CBDS Distinguished Speaker Seminar: “Scalable Integrative Analysis of Large Biobank and Population-Based Whole Genome Sequencing Studies with Multi-Omics Data"

Whole Genome/Exome Sequencing (WGS/WES) data and Electronic Health Records (EHRs), such as large scale national and institutional biobanks, have emerged rapidly worldwide. In this talk, I will discuss the analytic tools and resources for scalable analysis of large scale biobank- and population-based Whole Genome Sequencing (WGS) association studies of common and rare variants by integrating WGS data with multi-faceted functional annotation data. Discussions include fitting mixed models for continuous and discrete and survival phenotypes using sparse GRM in population and biobank based studies, and rare variant association tests and meta-analysis by incorporating multi-faceted variant functional annotations using individual level data and WGS summary statistics. I will also provide a demo of FAVOR (, a variant functional annotation online portal and resource that provides multi-faceted functional annotations of genome-wide 9 billion variants, and FAVORAnnotator, a tool to functionally annotate any WGS/WES studies. Cloud-based platforms for these resources will be discussed. The presentation will be illustrated using ongoing large scale population-based whole genome sequencing studies and biobanks of quantitative, case-control, and time-to-event phenotypes, including the Genome Sequencing Program (GSP) of the National Human Genome Research Institute and the Trans-Omics Precision Medicine Program (TOPMed) from the National Heart, Lung and Blood Institute, and the UK Biobank and FinnGen, which have collectively sequenced about 1 million genomes.

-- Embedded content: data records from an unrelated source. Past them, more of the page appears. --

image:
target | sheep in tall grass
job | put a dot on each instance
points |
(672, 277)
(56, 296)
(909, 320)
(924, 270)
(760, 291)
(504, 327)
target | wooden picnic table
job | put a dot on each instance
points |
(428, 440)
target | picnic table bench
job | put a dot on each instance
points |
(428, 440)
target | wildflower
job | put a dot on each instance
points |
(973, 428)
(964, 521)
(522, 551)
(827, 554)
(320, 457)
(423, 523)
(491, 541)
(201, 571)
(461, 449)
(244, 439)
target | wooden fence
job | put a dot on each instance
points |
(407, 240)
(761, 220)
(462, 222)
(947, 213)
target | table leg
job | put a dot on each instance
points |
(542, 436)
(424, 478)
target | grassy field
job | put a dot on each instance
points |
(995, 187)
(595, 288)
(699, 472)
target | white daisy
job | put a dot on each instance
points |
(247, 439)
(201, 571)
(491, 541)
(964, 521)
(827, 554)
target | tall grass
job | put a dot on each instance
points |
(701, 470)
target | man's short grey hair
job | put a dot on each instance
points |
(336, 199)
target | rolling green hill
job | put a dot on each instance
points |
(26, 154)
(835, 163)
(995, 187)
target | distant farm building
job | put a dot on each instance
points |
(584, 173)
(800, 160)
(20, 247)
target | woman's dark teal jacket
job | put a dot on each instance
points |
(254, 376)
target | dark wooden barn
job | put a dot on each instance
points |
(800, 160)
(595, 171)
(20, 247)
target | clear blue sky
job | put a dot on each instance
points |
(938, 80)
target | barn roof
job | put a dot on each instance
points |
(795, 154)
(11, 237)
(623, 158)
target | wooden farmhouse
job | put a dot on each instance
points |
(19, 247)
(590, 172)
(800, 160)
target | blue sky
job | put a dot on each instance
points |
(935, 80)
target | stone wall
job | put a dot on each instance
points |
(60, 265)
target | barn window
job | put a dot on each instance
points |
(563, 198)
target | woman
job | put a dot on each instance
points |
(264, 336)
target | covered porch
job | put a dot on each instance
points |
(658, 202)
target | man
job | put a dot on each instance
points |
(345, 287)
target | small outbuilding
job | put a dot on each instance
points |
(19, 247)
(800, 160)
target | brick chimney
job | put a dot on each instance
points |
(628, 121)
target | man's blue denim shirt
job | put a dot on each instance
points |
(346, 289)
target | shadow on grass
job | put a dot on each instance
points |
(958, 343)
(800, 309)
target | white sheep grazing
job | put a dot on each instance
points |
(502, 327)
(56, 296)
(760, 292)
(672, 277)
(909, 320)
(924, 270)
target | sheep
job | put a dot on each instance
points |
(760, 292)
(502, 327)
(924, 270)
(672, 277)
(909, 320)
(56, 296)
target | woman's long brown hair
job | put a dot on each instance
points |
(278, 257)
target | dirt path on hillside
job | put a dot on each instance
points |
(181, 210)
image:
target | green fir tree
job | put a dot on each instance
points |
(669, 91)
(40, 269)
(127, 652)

Bio: Xihong Lin, PhD is Professor of the Department of Biostatistics, Coordinating Director of the Program in Quantitative Genomics at the Harvard T. H. Chan School of Public Health, and Professor of the Department of Statistics at the Faculty of Arts and Sciences of Harvard University, and Associate Member of the Broad Institute of MIT and Harvard. Dr. Lin’s research interests lie in development and application of scalable statistical and machine learning methods for analysis of massive high-throughput data from genome, exposome and phenome, as well as complex epidemiological, biobank and health data. Dr. Lin received the MERIT Award (R37) (2007-2015) and the Outstanding Investigator Award (OIA) (R35) (2015-2029) from the National Cancer Institute (NCI). She is the contact PI of the Harvard Analysis Center of the NHGRI Genome Sequencing Program, and the multiple PI of one of the Predictive Modeling Centers of the NHGRI Impact of Genomic Variation on Function (IGVF) program. Dr. Lin is an elected member of the National Academy of Medicine. She has received several prestigious awards, including the 2002 Mortimer Spiegelman Award from the American Public Health Association, the 2006 Presidents’ Award of the Committee of Presidents of Statistical Societies (COPSS), and the 2022 Marvin Zelen Leadership in Statistical Science Award. She is an elected fellow of American Statistical Association, Institute of Mathematical Statistics, and International Statistical Institute. Dr. Lin is the former Chair of the COPSS (2010-2012) and a former member of the Committee of Applied and Theoretical Statistics of the National Academy of Science. She is the founding chair of the US Biostatistics Department Chair Group, and the founding co-chair of the Young Researcher Workshop of East-North American Region (ENAR) of International Biometric Society. She is the former Coordinating Editor of Biometrics and the founding co-editor of Statistics in Biosciences. She has served on a large number of committees of many statistical societies, and numerous NIH and NSF review panels.